In this essay, Rohin sets out to debunk what ey perceive as a prevalent but erroneous idea in the AI alignment community, namely: “VNM and similar theorems imply goal-directed behavior”. This is placed in the context of Rohin’s thesis that solving AI alignment is best achieved by designing AI which is not goal-directed. The main argument is: “coherence arguments” imply expected utility maximization, but expected utility maximization does not imply goal-directed behavior. Instead, it is a vacuous constraint, since any agent policy can be regarded as maximizing the expectation of some utility function.

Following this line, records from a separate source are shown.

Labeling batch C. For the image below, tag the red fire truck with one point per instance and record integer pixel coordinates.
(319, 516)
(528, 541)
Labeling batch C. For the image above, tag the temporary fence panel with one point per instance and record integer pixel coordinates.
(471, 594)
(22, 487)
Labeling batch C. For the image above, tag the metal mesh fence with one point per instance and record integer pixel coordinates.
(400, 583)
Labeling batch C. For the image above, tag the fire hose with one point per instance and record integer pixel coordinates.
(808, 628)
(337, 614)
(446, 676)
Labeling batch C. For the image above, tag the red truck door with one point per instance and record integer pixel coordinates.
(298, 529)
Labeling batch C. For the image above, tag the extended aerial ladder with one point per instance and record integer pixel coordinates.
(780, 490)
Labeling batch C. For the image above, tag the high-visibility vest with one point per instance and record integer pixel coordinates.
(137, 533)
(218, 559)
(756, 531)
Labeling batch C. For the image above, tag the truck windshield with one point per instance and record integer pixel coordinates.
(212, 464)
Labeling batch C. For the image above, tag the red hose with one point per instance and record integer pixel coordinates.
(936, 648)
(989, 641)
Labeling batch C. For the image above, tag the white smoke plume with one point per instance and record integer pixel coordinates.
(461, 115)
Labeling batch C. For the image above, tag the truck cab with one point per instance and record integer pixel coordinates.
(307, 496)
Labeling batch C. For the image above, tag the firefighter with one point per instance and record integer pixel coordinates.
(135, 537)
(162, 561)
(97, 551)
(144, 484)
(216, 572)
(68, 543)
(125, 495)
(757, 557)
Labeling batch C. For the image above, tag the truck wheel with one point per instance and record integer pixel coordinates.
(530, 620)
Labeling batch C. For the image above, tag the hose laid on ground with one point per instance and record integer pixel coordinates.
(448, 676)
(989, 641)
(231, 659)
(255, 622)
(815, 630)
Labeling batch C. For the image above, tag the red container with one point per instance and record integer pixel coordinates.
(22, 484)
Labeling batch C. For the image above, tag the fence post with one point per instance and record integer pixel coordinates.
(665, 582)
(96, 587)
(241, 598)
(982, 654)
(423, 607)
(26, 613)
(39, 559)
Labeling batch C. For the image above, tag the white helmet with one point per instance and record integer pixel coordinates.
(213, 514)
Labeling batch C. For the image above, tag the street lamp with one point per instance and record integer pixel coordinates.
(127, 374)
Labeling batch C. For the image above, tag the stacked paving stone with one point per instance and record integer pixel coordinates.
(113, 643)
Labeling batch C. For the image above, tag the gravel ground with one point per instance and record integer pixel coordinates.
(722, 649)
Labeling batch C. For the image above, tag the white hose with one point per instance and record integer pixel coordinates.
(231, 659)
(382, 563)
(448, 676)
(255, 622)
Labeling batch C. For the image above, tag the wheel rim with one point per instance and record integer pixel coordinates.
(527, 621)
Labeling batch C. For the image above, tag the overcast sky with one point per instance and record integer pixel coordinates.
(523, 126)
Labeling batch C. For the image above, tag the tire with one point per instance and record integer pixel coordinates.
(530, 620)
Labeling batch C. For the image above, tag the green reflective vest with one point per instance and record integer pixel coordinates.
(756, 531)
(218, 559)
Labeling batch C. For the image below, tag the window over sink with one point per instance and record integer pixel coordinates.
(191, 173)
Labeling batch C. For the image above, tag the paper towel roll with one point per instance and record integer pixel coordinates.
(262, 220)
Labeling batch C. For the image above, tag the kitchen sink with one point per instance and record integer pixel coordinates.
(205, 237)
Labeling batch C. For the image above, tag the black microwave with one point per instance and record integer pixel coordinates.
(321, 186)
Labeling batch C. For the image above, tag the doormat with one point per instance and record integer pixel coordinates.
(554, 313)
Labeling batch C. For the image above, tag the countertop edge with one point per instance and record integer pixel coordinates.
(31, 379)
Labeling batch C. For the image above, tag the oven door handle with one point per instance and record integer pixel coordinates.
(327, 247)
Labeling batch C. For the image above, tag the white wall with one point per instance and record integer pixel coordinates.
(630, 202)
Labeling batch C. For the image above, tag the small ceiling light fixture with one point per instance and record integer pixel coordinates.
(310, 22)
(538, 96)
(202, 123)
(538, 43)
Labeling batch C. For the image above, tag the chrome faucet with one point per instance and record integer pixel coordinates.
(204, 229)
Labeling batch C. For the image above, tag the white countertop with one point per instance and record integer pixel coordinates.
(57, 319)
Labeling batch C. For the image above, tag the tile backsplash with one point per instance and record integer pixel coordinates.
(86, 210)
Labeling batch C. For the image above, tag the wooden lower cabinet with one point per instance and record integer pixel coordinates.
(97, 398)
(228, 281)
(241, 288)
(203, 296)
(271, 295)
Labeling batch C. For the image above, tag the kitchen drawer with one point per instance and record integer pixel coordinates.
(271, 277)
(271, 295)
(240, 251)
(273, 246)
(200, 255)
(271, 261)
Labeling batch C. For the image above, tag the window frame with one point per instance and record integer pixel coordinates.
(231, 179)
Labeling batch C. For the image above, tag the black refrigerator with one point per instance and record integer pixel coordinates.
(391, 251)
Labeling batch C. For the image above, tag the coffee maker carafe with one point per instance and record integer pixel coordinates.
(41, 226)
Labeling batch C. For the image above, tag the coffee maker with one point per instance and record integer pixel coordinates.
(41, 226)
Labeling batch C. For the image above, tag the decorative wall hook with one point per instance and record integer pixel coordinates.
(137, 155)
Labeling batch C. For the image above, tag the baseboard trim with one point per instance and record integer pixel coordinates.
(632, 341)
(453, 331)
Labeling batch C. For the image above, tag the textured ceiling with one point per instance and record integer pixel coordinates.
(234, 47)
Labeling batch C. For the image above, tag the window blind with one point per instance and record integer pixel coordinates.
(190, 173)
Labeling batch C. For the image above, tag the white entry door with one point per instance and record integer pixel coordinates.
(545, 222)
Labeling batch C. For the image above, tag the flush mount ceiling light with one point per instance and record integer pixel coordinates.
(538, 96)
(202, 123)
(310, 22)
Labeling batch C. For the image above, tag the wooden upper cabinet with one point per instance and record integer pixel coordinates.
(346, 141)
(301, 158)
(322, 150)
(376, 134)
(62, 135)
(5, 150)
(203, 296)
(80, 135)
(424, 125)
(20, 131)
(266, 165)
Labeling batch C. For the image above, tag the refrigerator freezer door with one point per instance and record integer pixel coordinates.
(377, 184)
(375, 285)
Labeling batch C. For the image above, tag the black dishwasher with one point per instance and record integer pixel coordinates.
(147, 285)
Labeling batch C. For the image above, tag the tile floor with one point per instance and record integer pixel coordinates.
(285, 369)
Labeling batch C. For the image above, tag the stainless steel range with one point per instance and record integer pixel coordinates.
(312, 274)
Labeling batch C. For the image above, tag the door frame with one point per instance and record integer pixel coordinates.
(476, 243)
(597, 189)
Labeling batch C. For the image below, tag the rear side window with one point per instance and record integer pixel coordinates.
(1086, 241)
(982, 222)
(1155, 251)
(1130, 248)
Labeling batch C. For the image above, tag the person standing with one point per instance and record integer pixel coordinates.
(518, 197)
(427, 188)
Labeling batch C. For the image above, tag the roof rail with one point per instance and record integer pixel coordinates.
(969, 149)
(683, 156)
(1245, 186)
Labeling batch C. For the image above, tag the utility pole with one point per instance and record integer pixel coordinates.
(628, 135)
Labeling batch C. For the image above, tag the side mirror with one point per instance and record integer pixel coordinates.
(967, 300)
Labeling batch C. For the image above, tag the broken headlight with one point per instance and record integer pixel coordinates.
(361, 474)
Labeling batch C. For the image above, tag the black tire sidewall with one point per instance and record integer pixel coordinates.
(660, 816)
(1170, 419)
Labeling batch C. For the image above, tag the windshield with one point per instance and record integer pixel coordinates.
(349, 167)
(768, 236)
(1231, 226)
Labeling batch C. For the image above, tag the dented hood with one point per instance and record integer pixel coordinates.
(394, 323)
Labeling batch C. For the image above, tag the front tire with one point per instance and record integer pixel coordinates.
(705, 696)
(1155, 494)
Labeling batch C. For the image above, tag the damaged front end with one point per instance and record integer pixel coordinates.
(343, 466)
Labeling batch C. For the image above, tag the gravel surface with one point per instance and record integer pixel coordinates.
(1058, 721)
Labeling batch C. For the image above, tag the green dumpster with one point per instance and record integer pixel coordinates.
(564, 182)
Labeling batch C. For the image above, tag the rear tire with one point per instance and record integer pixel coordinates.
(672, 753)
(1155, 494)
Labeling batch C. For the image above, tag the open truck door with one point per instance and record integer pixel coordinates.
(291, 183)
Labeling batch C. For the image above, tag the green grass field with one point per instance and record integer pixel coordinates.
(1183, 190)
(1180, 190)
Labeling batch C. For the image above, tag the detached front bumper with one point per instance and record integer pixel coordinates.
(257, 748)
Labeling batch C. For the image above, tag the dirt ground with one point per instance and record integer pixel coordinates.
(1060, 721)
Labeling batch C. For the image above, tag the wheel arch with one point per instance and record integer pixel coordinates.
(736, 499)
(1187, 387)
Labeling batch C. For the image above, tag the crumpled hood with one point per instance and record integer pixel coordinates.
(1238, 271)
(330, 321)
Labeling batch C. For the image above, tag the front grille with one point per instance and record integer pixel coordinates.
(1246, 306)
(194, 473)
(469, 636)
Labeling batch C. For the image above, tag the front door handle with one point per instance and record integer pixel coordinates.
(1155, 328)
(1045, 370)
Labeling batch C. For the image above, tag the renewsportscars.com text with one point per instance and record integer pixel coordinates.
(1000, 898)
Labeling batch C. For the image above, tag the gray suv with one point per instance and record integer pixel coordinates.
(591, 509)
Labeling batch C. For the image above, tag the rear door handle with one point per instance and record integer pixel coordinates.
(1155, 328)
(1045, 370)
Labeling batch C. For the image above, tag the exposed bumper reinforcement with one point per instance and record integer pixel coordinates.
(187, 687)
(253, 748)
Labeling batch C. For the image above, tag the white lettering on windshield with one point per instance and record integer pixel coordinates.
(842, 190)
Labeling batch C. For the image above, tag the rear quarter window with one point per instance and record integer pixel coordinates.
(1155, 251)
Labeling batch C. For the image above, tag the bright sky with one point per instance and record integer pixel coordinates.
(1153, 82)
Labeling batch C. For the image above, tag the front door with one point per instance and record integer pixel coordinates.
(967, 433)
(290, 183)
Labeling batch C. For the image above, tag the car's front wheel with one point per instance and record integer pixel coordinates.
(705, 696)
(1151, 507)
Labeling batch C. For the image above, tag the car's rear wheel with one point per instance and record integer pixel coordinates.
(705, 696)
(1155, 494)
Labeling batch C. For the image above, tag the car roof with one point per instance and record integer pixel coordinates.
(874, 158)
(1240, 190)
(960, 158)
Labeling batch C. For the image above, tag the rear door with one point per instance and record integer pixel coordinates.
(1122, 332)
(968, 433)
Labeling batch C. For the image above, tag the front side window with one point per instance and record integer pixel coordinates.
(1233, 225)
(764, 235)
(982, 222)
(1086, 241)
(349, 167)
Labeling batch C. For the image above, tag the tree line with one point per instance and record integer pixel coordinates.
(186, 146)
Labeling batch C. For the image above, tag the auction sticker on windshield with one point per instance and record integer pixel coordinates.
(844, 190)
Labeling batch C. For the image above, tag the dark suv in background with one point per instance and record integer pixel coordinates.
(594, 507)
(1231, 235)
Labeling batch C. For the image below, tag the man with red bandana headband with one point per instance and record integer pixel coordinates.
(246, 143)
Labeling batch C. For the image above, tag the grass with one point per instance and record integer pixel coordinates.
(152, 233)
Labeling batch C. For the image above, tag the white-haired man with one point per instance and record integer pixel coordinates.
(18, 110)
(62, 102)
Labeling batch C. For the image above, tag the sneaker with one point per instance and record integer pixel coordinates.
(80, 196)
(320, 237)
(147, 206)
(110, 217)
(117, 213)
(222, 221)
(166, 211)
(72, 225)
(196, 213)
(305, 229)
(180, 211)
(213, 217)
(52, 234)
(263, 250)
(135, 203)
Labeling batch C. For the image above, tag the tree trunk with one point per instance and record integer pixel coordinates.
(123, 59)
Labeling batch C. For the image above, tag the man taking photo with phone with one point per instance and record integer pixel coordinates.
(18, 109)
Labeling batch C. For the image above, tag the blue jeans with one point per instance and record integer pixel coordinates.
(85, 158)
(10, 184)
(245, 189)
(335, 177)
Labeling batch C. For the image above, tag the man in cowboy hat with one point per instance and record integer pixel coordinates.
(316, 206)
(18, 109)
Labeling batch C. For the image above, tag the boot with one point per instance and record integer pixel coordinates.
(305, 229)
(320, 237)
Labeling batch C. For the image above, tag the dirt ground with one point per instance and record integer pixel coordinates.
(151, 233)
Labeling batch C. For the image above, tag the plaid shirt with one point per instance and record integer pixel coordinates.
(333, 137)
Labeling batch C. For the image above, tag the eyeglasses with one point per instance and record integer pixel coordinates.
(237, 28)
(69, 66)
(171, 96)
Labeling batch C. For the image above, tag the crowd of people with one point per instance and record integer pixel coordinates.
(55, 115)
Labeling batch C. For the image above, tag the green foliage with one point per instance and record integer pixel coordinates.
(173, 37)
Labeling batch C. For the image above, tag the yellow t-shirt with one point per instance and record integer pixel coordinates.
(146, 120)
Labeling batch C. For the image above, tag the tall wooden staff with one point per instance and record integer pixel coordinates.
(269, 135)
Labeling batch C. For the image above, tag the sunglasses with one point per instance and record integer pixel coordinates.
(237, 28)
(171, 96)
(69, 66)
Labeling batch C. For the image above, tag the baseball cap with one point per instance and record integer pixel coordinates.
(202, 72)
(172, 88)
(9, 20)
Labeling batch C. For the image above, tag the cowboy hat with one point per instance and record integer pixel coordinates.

I have mixed feelings about this essay. On the one hand, the core argument that VNM and similar theorems do not imply goal-directed behavior is true. To the extent that some people believed the opposite, correcting this mistake is important. On the other hand, (i) I don’t think the claim Rohin is debunking is the claim Eliezer had in mind in those sources Rohin cites (ii) I don’t think that the conclusions Rohin draws or at least implies are the right conclusions.
The actual claim that Eliezer was making (or at least my interpretation of it) is, coherence arguments imply that if we assume an agent is goal-directed then it must be an expected utility maximizer, and therefore EU maximization is the correct mathematical model to apply to such agents.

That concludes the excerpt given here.